Saturday, March 31, 2007

Interview with a ‘mouse

In this meme passed along by the beautiful and talented Bunni, Bunni asks me five questions and I do my best to answer.  Honestly.  Should you wish to play, you leave me a comment and I have to get to ask you five questions (by email, so don’t forget to make sure I have your addy), which you must answer en-blog.

Without further ado, Bunni asks:
1. Why mangoes?
The mango fetish is, of course, described here.  However, the meaning of the mango runs much deeper.  I lost my virginity to that mango.  (No, not that way, silly readers, get your mind out of the gutter.)

The mango represents the exact turning point in my life and the line between childhood and adulthood.  45 days in the summer of 1987 when I discovered, at the age of 20, that despite almost entirely supporting myself and living on my own since I was 16, I had been a timid and fear-filled child and it was holding me back.  That mango was my apple from the tree of knowledge. It poisoned me, or perhaps inoculated me, with the knowledge that outgoingness, adventure and bravery offered greater rewards than security and risk-avoidance offered.  And mangoes remain tasty and sexy as hell.

2. What is the most ridiculous event/comment you’ve observed/overheard in a professional setting?
I’ll get to that story, but first I must answer a different question:  What’s the most interesting tidbit of cellphone conversation you’ve ever overhead? 
Just last weekend, on a crowded street, “I’ll do anything, absolutely anything you ask, on the condition that you get your tubes tied.”

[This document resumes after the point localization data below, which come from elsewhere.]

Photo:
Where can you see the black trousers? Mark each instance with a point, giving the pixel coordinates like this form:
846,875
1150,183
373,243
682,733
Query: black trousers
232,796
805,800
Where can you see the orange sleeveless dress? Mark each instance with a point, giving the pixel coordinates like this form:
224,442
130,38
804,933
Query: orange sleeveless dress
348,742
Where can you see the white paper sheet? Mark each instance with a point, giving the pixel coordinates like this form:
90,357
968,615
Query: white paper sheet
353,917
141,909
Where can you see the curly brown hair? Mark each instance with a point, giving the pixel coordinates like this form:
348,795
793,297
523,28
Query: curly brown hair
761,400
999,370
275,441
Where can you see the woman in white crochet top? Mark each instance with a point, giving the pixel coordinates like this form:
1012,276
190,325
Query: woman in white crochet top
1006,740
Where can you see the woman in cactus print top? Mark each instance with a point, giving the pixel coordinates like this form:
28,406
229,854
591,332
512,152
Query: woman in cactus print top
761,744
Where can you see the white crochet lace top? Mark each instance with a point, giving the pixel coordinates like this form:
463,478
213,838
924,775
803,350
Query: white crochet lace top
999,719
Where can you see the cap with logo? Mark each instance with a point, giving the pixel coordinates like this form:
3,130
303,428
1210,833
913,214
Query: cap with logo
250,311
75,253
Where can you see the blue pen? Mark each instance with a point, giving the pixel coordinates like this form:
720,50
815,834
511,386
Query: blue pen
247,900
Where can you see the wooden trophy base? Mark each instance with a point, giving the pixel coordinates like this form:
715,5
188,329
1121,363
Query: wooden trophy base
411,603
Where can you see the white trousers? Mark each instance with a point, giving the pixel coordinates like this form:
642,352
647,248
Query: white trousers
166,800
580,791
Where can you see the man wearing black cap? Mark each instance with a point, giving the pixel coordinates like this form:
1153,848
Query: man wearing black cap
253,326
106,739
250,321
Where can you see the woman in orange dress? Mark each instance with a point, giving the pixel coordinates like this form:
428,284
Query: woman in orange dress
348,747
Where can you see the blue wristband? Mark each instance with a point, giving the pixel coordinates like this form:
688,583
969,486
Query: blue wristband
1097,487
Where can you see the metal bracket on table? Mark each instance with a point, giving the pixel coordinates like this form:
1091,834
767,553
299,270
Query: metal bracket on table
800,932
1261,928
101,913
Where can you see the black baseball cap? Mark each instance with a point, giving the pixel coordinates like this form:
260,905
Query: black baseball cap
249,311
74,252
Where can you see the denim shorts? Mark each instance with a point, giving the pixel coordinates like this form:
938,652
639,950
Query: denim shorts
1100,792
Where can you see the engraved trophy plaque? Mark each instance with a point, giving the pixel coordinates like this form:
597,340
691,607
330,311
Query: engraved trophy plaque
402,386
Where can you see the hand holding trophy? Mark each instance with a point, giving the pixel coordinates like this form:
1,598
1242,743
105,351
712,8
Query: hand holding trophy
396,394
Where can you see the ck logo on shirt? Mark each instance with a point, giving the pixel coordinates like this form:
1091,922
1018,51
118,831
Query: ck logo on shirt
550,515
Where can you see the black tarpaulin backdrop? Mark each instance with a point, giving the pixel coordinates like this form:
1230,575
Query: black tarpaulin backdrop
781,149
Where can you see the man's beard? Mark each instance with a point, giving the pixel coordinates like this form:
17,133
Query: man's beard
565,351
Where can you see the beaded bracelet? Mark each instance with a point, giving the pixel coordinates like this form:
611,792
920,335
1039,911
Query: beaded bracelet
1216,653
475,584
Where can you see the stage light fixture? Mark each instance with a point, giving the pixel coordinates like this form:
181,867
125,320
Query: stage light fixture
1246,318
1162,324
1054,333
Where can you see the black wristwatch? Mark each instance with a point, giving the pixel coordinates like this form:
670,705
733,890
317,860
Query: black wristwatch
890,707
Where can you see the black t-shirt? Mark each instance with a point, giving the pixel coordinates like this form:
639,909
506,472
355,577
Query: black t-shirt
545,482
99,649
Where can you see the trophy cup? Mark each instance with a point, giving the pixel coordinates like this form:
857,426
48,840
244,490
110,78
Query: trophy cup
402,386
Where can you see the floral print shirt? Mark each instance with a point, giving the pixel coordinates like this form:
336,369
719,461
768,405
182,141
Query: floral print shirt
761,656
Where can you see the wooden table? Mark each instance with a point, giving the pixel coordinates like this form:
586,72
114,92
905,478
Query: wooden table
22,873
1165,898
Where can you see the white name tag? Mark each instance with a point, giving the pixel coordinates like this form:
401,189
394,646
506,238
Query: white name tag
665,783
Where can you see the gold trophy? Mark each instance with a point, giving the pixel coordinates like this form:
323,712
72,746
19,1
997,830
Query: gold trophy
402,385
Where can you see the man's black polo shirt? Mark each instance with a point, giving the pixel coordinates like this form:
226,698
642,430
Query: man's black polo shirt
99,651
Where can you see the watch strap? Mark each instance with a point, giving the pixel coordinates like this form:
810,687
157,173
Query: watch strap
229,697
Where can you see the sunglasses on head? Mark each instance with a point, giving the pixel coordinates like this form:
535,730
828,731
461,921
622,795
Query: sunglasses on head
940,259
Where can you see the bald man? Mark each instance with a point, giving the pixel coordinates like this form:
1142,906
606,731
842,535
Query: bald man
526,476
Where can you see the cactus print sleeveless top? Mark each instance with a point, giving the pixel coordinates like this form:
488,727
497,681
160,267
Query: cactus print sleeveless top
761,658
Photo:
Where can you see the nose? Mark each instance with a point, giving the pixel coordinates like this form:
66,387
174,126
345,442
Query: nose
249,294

It took every fiber of my willpower to keep from turning around, stomping this jerk’s cellphone on the ground, screaming, “That will NEVER be an appropriate cellphone conversation and by the way, if it’s important, get a fucking vasectomy you giant dick!”

In my professional life:
“Oh shit!” stated rather astutely by the lawyer in line in front of me as the deputy at the courthouse metal detector held up the little brown vial with the spoon hanging off of it that he’d just plucked from her purse.

 
3.Would you ever consider moving to NY?
If by “move” you mean live there long term, then no.  I could happily spend a few years passing through for someone I cared about who needed to be there, but my heart is not a big city heart.
 
4. What is your philosophical stance on your choice of undergarments?
For me, depends on the outergarments—traditional briefs inside jeans to keep the stuff where it’s supposed to be.  The rest of the time boxers, since it feels kind of free and naughty.

For her?  I have a strong aversion to granny panties.  Everything else is fine as long as it’s soon-to-be-shed whenever I’m observing it.  However, when it comes to bras I am a very strong believer in the plain old rear-hooking kind.  Ever since I learned to undo those one-handed without ever breaking off kissing, that moment in the process has been an especially joyful one.  Breaking off the kiss and using both hands to undo a front hook or peel off a sports bra, not so much fun.
 
5. I know the story of how you talked your wife into going on a first date, but what is your most entertaining break up story?
To my great embarrasment, I haven’t got much in the way of memorably odd or ugly breakup stories.  Natural attrition and moving/life changes drove just about every one of my very civil and mild breakups. 

That said, and this story is always reserved for guys over a beer, so I’m not sure why I’m telling it here, there is one story where I star as the bad guy.  As I was leaving for college I had to say goodbye to the woman I had been dating for about six months.  At the urging of her best friend, I “said goodbye” and we ended things a couple days before I left town, allegedly so I’d have time to finish some projects, pack, and not deal with all the pain of “goodbye” at the very last minute.  The real reason was so that her best friend and I could have a quickie two-day fling without violating the “you don’t sleep with your best friend’s guy / don’t sleep with your girlfriend’s best friend” rule.

Come to think of it, that was probably the first definitive indication that a career in law lay in my future.